Twice named European Footballer of the Year, Beckenbauer appeared 103 times for West Germany and played in three FIFA World Cups. He is one of three men, along with Brazil's Mário Zagallo and France's Didier Deschamps to have won the World Cup as a player and as a manager; he lifted the World Cup trophy as captain in 1974, and repeated the feat as a manager in 1990.[4] He was the first captain to lift the World Cup and European Championship at international level and the European Cup at club level. He was named in the World Team of the 20th Century in 1998, the FIFA World Cup Dream Team in 2002, and in 2004 was listed in the FIFA 100 of the world's greatest living players.[5][6]
At club level with Bayern Munich, Beckenbauer won the UEFA Cup Winners' Cup in 1967 and three consecutive European Cups from 1974 to 1976. The latter feat made him the first player to win three European Cups as captain of his club. He became team manager and later president of Bayern Munich. After two spells with the New York Cosmos he was inducted into the U.S. National Soccer Hall of Fame.
Today, Beckenbauer remains an influential figure in both German and international football. He led Germany's successful bid to host the 2006 FIFA World Cup and chaired the organizing committee. He currently works as a pundit for Sky Germany and is a columnist for the tabloid Bild.
In August 2016, it was announced Beckenbauer was being investigated for fraud and money laundering as part of the 2006 World Cup.
Beckenbauer made his debut with Bayern in the Regionalliga Süd ("Regional League South", then the second level in Germany) on the left wing against Stuttgarter Kickers on 6 June 1964. In his first season in the regional league, 1964–65, the team won promotion to the recently formed Bundesliga, the national league.

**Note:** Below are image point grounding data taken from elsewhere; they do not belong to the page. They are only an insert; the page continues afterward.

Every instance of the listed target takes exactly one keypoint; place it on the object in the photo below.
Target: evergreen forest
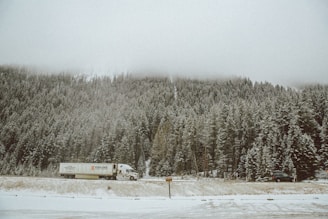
(182, 126)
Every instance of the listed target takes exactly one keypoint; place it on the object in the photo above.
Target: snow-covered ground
(28, 197)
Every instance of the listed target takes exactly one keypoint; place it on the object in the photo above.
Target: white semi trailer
(111, 171)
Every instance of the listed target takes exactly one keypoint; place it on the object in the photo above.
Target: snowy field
(28, 197)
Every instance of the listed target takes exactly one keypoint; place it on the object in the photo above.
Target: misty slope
(184, 126)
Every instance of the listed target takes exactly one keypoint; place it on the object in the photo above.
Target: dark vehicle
(280, 176)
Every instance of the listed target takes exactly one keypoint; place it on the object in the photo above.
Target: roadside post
(169, 180)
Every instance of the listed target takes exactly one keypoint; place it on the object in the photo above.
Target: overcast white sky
(280, 41)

Bayern soon became a force in the new German league, winning the German Cup in 1966–67 and achieving European success in the Cup Winners' Cup in 1967. Beckenbauer became team captain for the 1968–69 season and led his club to their first league title. He began experimenting with the sweeper (libero) role around this time, refining the role into a new form and becoming perhaps the greatest exponent of the attacking sweeper game.[1]

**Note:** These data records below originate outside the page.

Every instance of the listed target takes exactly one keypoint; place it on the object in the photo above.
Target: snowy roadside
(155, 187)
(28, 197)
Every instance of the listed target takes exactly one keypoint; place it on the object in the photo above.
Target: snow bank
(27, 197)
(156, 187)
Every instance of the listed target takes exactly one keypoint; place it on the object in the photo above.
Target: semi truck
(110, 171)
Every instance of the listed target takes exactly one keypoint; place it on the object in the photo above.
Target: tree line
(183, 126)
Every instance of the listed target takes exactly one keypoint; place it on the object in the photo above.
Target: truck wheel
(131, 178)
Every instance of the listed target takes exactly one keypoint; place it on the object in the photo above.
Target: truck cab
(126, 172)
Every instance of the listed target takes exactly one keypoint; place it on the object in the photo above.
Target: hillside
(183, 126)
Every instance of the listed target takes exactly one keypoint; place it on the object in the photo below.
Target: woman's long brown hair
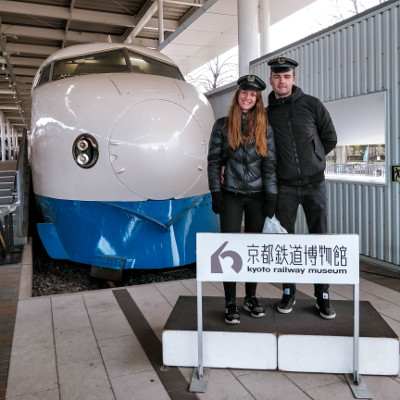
(256, 123)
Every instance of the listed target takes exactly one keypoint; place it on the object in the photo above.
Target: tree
(215, 73)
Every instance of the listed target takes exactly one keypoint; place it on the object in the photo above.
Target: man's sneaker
(252, 305)
(231, 314)
(324, 307)
(287, 302)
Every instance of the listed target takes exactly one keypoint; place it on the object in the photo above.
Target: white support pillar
(3, 137)
(9, 143)
(160, 21)
(247, 33)
(265, 23)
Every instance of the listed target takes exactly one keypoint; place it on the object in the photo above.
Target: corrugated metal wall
(356, 57)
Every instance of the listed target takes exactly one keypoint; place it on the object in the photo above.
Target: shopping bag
(272, 225)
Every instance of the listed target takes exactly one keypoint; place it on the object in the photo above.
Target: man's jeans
(313, 199)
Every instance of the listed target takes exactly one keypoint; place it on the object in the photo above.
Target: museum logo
(237, 262)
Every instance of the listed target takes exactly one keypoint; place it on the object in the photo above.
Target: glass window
(112, 61)
(145, 65)
(360, 126)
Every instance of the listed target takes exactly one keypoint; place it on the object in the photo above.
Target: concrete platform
(179, 338)
(299, 342)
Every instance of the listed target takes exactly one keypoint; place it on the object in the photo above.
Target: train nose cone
(158, 150)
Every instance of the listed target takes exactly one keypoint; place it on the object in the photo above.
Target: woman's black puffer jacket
(246, 172)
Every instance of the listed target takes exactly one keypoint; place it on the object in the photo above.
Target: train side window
(101, 63)
(146, 65)
(45, 75)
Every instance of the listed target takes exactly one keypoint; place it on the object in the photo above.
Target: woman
(243, 151)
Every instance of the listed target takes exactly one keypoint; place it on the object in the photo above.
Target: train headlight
(85, 150)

During Beckenbauer's tenure at Bayern Munich, the club won three league championships in a row from 1972 to 1974 and also a hat-trick of European Cup wins (1974–76) which earned the club the honour of keeping the trophy permanently.
Since 1968 Beckenbauer, has been called Der Kaiser by fans and the media.[1] The following anecdote is told (even by Beckenbauer himself) to explain the origin: On the occasion of a friendly game of Bayern Munich in Vienna, Austria, Beckenbauer posed for a photo session right beside a bust of the former Austrian emperor Franz Joseph I. The media called him Fußball-Kaiser (football-emperor) afterwards, soon after he was just called Der Kaiser. However, according to a report in the German newspaper Welt am Sonntag, this explanation is untrue, though very popular. According to the report, Beckenbauer fouled his opposite number, Reinhard Libuda from Schalke 04, in the cup final on 14 June 1969. Disregarding the fans' hooting, Beckenbauer took the ball into the opposite part of the field, where he balanced the ball in front of the upset fans for half a minute. Libuda was commonly called König von Westfalen (king of Westphalia), so the press looked for an even more exalted moniker and invented Der Kaiser.[11]

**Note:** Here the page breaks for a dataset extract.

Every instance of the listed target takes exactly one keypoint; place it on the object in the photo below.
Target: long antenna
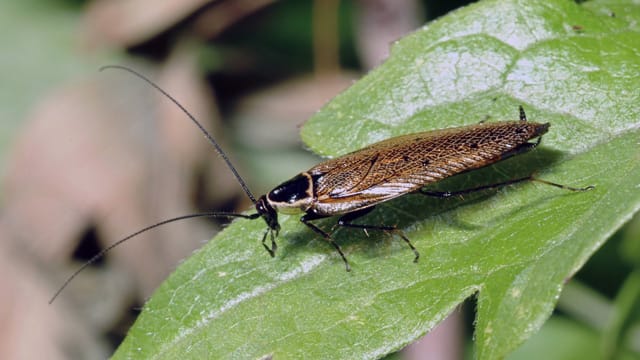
(163, 222)
(204, 131)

In 1977, Beckenbauer accepted a lucrative contract to play in the North American Soccer League with the New York Cosmos. He played with the Cosmos for four seasons up to 1980, and the team won the Soccer Bowl on three occasions (1977, 1978, 1980).[1]
Beckenbauer retired after a two-year spell with Hamburger SV in Germany (1980–82) with the win of the Bundesliga title that year and one final season with the New York Cosmos in 1983. In his career in domestic leagues, he made 587 appearances and scored 81 goals.